On Thu, 19 Feb 2026 at 21:01, Andres Freund <andres@anarazel.de> wrote:
> On 2026-02-19 20:24:17 +0200, Ants Aasma wrote:
> > On Thu, 19 Feb 2026 at 20:07, Ants Aasma <ants.aasma@cybertec.at> wrote:
> > > I was thinking more along the lines of hashing together the pointer
> > > value and worker number. But something more deterministic would indeed
> > > be better. How about this?
> > >
> > > --- a/src/backend/executor/execGrouping.c
> > > +++ b/src/backend/executor/execGrouping.c
> > > @@ -201,3 +201,3 @@ BuildTupleHashTable(PlanState *parent,
> > > MemoryContext oldcontext;
> > > - uint32 hash_iv = 0;
> > > + uint32 hash_iv = parent->plan->plan_node_id;
> >
> > I can confirm that this fixes the issue.
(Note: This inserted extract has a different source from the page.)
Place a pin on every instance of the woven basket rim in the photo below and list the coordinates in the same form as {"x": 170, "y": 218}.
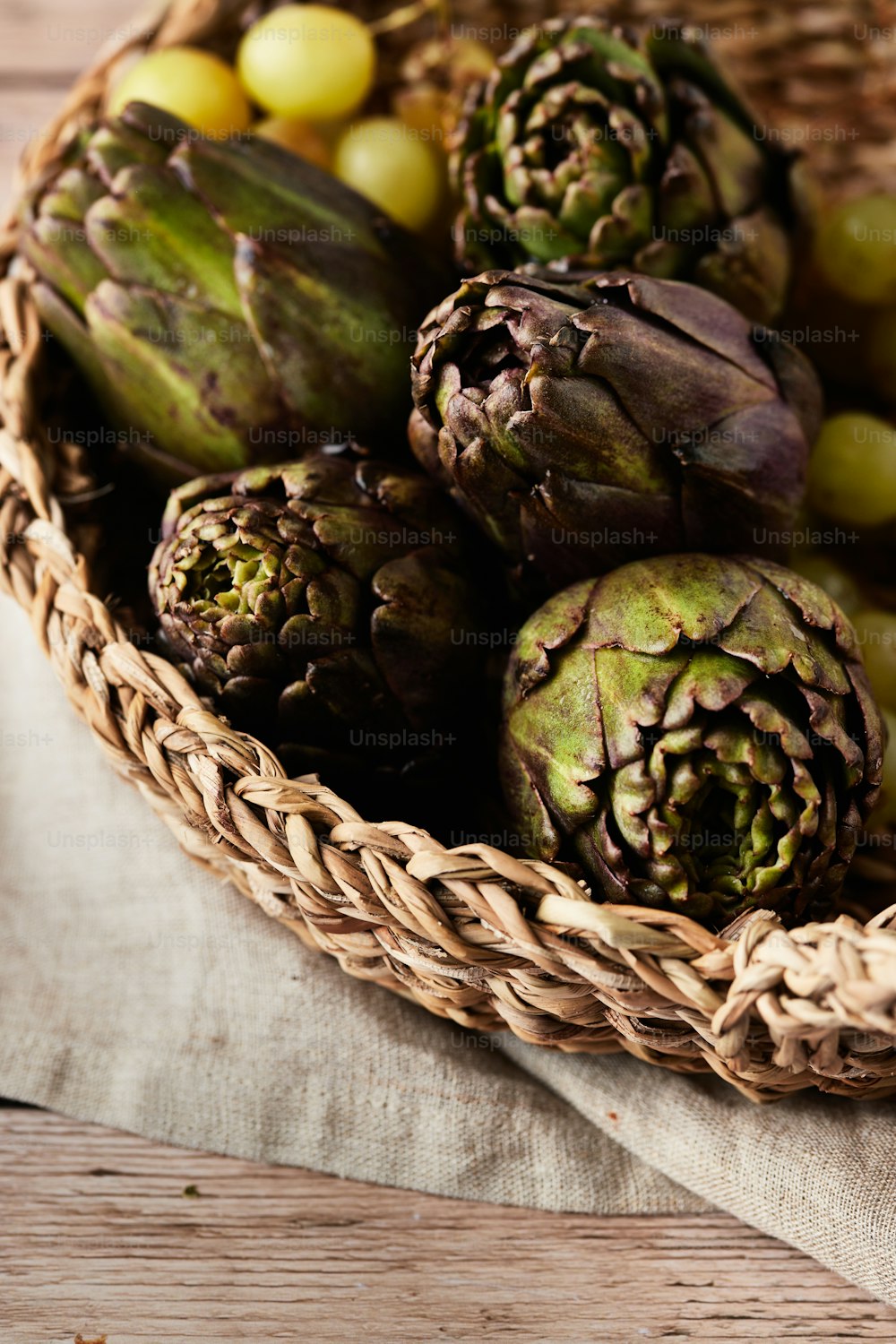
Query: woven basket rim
{"x": 471, "y": 933}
A standalone reproducer is here:
>
> I think this needs should use something that smears the bits from the plan_id
> more widely. The hash functions of some types are ... peculiar (partially due
> to cross-type hashjoin support).
>
> I'd also combine it with use_variable_hash_iv, rather than just have
> use_variable_hash_iv overwrite it.
This problem should only affect cases where multiple hash tables worth
of tuples are trying to fit into one. I think right now that limits it
to hash aggregates with parallel query. ExecBuildHash32FromAttrs
comment says that we should be using non-zero init_value only when
needed for a marginal performance gain. So I limited the plan node id
inclusion to use_variable_hash_iv, but made it unconditional for
aggregates.
I used hash_combine to smear together the bits of the two. I think
that should be good enough. Alternatively a xor of murmurhash32 of the
two should be better.
There is also a call to ExecBuildHash32FromAttrs from ExecInitSubPlan
that specifies a hash_iv for a hashed sub plan execution. This must
match the value BuildTupleHashTable decides on. Worth adding a
comment?
Regards,
Ants Aasma